奴らは食料だけが目的ではない。繁殖に使えるとあれば容赦なく連れ去り、そして連れ去られた者のほとんどが人間の世界に戻れることはないことを皆知っているのだ。
「いいか、単独での戦闘は絶対に避けろ。必ず付け込まれるぞ」
念を押すように話すブランに、皆は黙ってうなずいたのだ・・・。
そしてその夜―――
森に接する部分の穀物は刈り取られたため、戦闘区域は大幅に拡がった。刈取りも気を遣い、戦闘の邪魔にならないよう地面すれすれのところで茎を切り取っていた。
走っても気にならないようにしろ、そう命じたのはイリアだった。
「皆さん、よろしくお願いします」
「イリア王女、皆であなたを守ります。どうぞ大船に乗った気持ちでいてください」
「頼もしい限りです」
『赤獅子』の長、ドナートは取り巻きと打ち合わせを始めた。
それを横目にイリアは王城の動きについて考えていた。
(こんなときに考えるなんて、集中が足りないということね・・・。でも気になってしまう。私がいなくなったことはもちろん承知しているでしょう。

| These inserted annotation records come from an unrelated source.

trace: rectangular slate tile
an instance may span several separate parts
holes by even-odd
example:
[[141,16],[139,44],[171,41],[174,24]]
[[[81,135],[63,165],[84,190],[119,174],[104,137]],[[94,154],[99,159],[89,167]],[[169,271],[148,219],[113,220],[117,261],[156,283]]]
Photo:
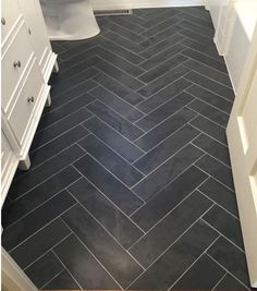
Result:
[[101,44],[101,46],[134,64],[143,62],[145,60],[145,58],[140,57],[139,54],[134,53],[133,51],[118,44],[109,41],[107,38],[105,38],[105,41]]
[[218,283],[218,286],[213,289],[215,291],[246,291],[248,288],[243,286],[240,281],[237,281],[233,276],[227,274],[225,277]]
[[144,113],[137,110],[134,106],[124,101],[119,96],[114,95],[102,86],[90,90],[90,94],[105,105],[111,107],[121,116],[125,117],[131,122],[134,122],[139,118],[144,117]]
[[215,106],[216,108],[224,111],[225,113],[230,114],[233,104],[216,95],[209,90],[204,89],[198,85],[193,85],[186,89],[187,93],[192,94],[193,96],[197,97],[198,99]]
[[205,222],[198,221],[158,258],[130,290],[167,290],[217,239],[217,235]]
[[144,177],[136,168],[94,135],[82,140],[79,145],[127,186],[133,186]]
[[184,89],[189,87],[192,83],[183,77],[174,81],[157,94],[152,95],[150,98],[146,99],[145,101],[142,101],[137,105],[137,108],[140,109],[145,113],[149,113],[154,109],[156,109],[161,104],[164,104],[169,99],[172,99],[180,93],[182,93]]
[[[179,25],[174,25],[172,28],[176,28],[176,32],[181,31],[181,27]],[[174,34],[176,32],[174,32]],[[157,43],[156,45],[145,49],[144,51],[142,51],[139,53],[139,56],[142,56],[145,59],[149,59],[152,56],[155,56],[156,53],[159,53],[160,51],[163,51],[167,48],[173,46],[176,43],[176,41],[174,41],[174,38],[172,37],[173,35],[171,35],[170,37],[167,37],[166,39]]]
[[73,145],[75,142],[77,142],[78,140],[83,138],[86,135],[88,135],[88,131],[84,126],[77,125],[71,129],[69,132],[64,133],[63,135],[44,145],[42,147],[36,150],[33,150],[29,154],[30,161],[32,161],[30,169],[34,169],[38,165],[54,157],[61,150]]
[[63,169],[61,172],[52,175],[49,180],[29,191],[26,195],[17,198],[2,208],[2,226],[9,227],[21,217],[25,216],[38,207],[41,203],[51,198],[59,191],[66,187],[81,174],[72,167]]
[[235,193],[223,186],[217,180],[209,178],[200,187],[200,192],[224,207],[232,215],[238,217]]
[[[126,251],[81,206],[68,211],[63,219],[123,288],[143,271]],[[70,253],[70,250],[65,248],[64,254]]]
[[198,134],[199,132],[197,130],[186,124],[181,130],[170,135],[170,137],[164,140],[157,147],[154,147],[150,151],[136,160],[134,166],[147,174],[189,143]]
[[95,77],[95,81],[131,105],[137,105],[144,100],[143,96],[123,86],[114,78],[111,78],[106,74],[98,75]]
[[183,65],[178,65],[175,69],[167,72],[166,74],[157,77],[148,85],[144,86],[138,90],[140,95],[144,97],[150,97],[155,93],[159,92],[171,82],[174,82],[176,78],[183,76],[185,73],[188,72],[188,69],[185,69]]
[[71,277],[71,275],[64,269],[58,276],[56,276],[51,281],[49,281],[42,290],[79,290],[79,286]]
[[97,118],[84,122],[83,125],[130,162],[138,159],[144,154],[133,143]]
[[244,251],[240,220],[215,205],[203,219]]
[[128,187],[88,155],[77,160],[74,166],[126,215],[132,214],[143,204],[143,201]]
[[112,65],[109,62],[100,59],[96,66],[105,72],[106,74],[110,75],[111,77],[118,80],[126,87],[137,90],[138,88],[143,87],[145,84],[139,80],[133,77],[132,75],[127,74],[124,70],[120,70],[119,68]]
[[[52,85],[51,85],[52,86]],[[85,101],[90,102],[91,96],[85,95],[86,92],[93,89],[97,86],[97,83],[93,80],[86,80],[84,83],[78,84],[77,86],[62,93],[60,95],[54,94],[52,95],[52,102],[51,106],[47,109],[47,112],[53,111],[56,108],[71,102],[71,100],[76,99],[79,96],[84,96]]]
[[135,77],[144,73],[144,70],[138,65],[128,62],[126,59],[119,57],[118,54],[109,51],[108,49],[105,49],[103,47],[100,47],[100,49],[97,50],[97,54],[103,60],[113,63],[115,66],[122,69],[123,71]]
[[87,106],[87,109],[130,141],[134,141],[144,134],[144,131],[139,128],[98,100]]
[[158,107],[156,110],[138,120],[135,124],[147,132],[168,117],[182,109],[192,100],[194,100],[192,95],[182,92],[180,95],[171,98],[169,101],[164,102],[162,106]]
[[187,108],[182,108],[180,111],[155,126],[151,131],[139,137],[135,144],[144,150],[149,150],[161,141],[167,138],[174,131],[179,130],[185,123],[196,116],[195,112]]
[[155,78],[159,77],[160,75],[163,75],[166,72],[174,69],[178,64],[181,64],[186,60],[187,60],[186,57],[178,53],[174,57],[171,57],[170,59],[160,63],[159,65],[156,65],[155,68],[150,69],[146,73],[139,75],[138,78],[145,83],[149,83]]
[[71,230],[65,223],[57,218],[14,248],[10,255],[24,269],[70,233]]
[[205,117],[198,116],[194,120],[189,121],[189,124],[227,146],[228,143],[224,129],[212,121],[206,119]]
[[72,234],[53,248],[75,280],[85,289],[120,289],[88,250]]
[[207,151],[210,156],[224,162],[228,167],[231,167],[229,148],[227,146],[216,142],[204,133],[194,140],[193,144]]
[[12,250],[75,203],[76,201],[63,190],[60,194],[53,196],[15,225],[4,229],[2,235],[3,247],[7,251]]
[[207,253],[244,284],[249,284],[244,252],[221,237]]
[[205,75],[209,78],[215,80],[216,82],[219,82],[228,87],[232,87],[230,77],[228,74],[224,74],[220,71],[217,71],[208,65],[205,65],[204,63],[197,62],[195,60],[187,60],[183,63],[184,66],[187,66],[188,69]]
[[183,50],[183,54],[185,54],[188,58],[192,58],[196,61],[203,62],[218,71],[221,71],[222,73],[227,73],[227,66],[224,62],[220,62],[216,59],[212,59],[210,57],[205,56],[204,53],[200,53],[193,49],[185,49]]
[[185,75],[185,77],[194,83],[196,83],[199,86],[205,87],[206,89],[213,92],[229,101],[234,100],[234,92],[232,88],[229,88],[227,86],[223,86],[220,83],[217,83],[208,77],[205,77],[203,75],[197,74],[196,72],[189,72]]
[[147,178],[136,184],[133,190],[145,201],[148,201],[159,192],[167,183],[171,182],[192,162],[196,161],[203,151],[187,145],[176,155],[167,160],[161,167],[157,168]]
[[47,126],[52,125],[54,122],[60,121],[61,119],[77,111],[79,108],[88,105],[94,100],[95,98],[91,95],[85,93],[83,96],[72,99],[72,101],[57,108],[56,110],[47,112],[40,119],[40,122],[38,124],[38,131],[41,131]]
[[181,203],[194,189],[205,181],[207,175],[195,167],[191,167],[173,182],[157,193],[132,219],[144,230],[149,230],[172,208]]
[[209,155],[205,155],[196,162],[196,166],[198,166],[200,169],[216,178],[218,181],[220,181],[231,190],[234,190],[231,169],[225,167],[217,159],[210,157]]
[[201,116],[210,119],[211,121],[218,123],[219,125],[225,128],[229,121],[229,114],[220,111],[219,109],[215,108],[213,106],[210,106],[206,102],[203,102],[199,99],[194,100],[189,105],[187,105],[188,108],[197,111]]
[[48,126],[34,136],[30,150],[41,147],[44,144],[50,142],[51,140],[64,134],[66,131],[83,122],[84,120],[91,117],[91,113],[85,108],[81,108],[77,111],[69,114],[59,122]]
[[147,268],[211,206],[197,191],[150,229],[130,253]]
[[224,274],[225,271],[218,264],[207,255],[203,255],[172,288],[174,290],[212,290]]
[[25,274],[35,283],[35,286],[40,289],[62,269],[62,264],[50,251],[25,269]]
[[20,179],[13,181],[9,192],[10,197],[17,198],[22,196],[83,155],[85,155],[85,151],[77,145],[61,151],[56,157],[40,165],[40,167],[24,173]]
[[176,53],[182,52],[185,49],[180,43],[183,37],[179,34],[172,36],[174,45],[169,47],[168,49],[152,56],[151,58],[147,59],[146,61],[139,64],[140,68],[144,70],[151,70],[155,66],[159,65],[161,62],[174,57]]
[[69,191],[125,248],[143,235],[143,231],[87,179],[79,179]]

でももう二日目の夜。連れ戻しに来るのかと思いきや何の動きもなかった。お父様はこの地域の優先を外しているのか、それとも私に愛想を尽かして連れ戻しにも来ないのか・・・)
イリアは近くに立っている松明置き場の炎の揺らめきを見つめた。
(はぁ・・・。大見得切って飛び出したのにこんなことを考えるのはまだまだ私が子どもということ・・・。大した犠牲が出ていない今は皆前向きに私の考えを受け止めてくれているけれど、これでもし死者が出てしまったら・・・)
自分が推して戦場に駆り出された者達にもしものことがあったら・・・。
(これが15歳を迎える前に読んだ教本に記してあった、戦場で指揮を執る者の心理というものなのでしょう。死者の出ないよう指揮を執ることは重要だけれども、それに囚われすぎて全てを台無しにすることは避けなければならない。しかしそれを恐れない指揮者は部下からの信頼が薄れ、士気の低下にもつながる、と。両極端になってはいけないのだけど・・・難しいものね)

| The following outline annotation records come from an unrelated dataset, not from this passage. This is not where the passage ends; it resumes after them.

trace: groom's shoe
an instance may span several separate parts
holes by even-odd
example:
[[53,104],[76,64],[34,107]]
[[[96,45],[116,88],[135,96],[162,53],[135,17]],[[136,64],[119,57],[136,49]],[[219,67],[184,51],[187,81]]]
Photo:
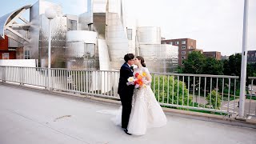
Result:
[[125,131],[125,133],[128,135],[131,135],[131,134],[128,133],[128,130],[127,129],[124,129],[123,130]]

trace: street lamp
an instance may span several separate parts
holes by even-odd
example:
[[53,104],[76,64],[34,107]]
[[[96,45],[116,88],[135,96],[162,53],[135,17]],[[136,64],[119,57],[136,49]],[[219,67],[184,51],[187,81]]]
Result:
[[244,0],[243,29],[242,29],[242,51],[241,63],[241,83],[239,99],[239,118],[245,118],[246,82],[247,65],[247,25],[248,25],[248,0]]
[[48,90],[50,90],[50,20],[56,17],[56,13],[53,9],[47,9],[45,11],[46,17],[49,19],[49,43],[48,43]]

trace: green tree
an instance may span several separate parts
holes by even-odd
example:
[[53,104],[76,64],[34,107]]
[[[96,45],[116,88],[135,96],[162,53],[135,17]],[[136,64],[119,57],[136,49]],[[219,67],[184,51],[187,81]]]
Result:
[[189,95],[185,82],[178,81],[174,76],[168,78],[168,76],[154,75],[154,85],[152,82],[151,88],[159,102],[192,106],[192,97]]
[[228,60],[224,60],[224,74],[225,75],[241,75],[241,60],[240,54],[230,55]]
[[223,62],[217,60],[214,58],[206,58],[206,63],[203,66],[204,74],[222,75],[223,74]]
[[206,60],[206,57],[199,51],[193,51],[187,59],[182,61],[183,67],[179,67],[178,71],[183,74],[203,74]]
[[206,97],[207,105],[210,108],[219,109],[222,102],[222,96],[218,93],[216,94],[216,90],[212,90],[211,94],[209,93]]

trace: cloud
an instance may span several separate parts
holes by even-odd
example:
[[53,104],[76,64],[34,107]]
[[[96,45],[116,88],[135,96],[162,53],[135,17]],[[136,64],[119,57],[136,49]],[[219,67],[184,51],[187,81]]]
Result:
[[[248,50],[256,50],[256,2],[250,1]],[[128,18],[160,26],[166,38],[190,38],[198,48],[230,55],[242,51],[243,1],[129,0]],[[254,47],[254,48],[253,48]]]

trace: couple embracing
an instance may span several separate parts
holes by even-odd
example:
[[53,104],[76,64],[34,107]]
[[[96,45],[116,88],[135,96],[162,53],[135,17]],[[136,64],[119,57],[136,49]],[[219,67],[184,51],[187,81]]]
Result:
[[[127,54],[124,60],[118,91],[122,114],[117,114],[116,119],[127,134],[143,135],[147,128],[166,125],[166,117],[150,88],[151,75],[144,58]],[[134,65],[137,66],[133,69]]]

指揮についてはブランとメルウェルに一任しているため安心と言えば安心だが、冒険者たちに依頼を受けるよう吹っかけたのは自身であり守られるようではここにいる意味はない、ともイリアは思考を巡らす。
(民のためと言いながらも結局は自分が潰れないようにがむしゃらだっただけ・・・。『王家』に対する目を少しでもよく見せようとするだけの、ただの演技に過ぎない。いつも自分のことばかりで・・・)
気持ちばかりが辺りに広がる闇のように暗くなる。イリアはそれを吹っ切るように頬を叩いた。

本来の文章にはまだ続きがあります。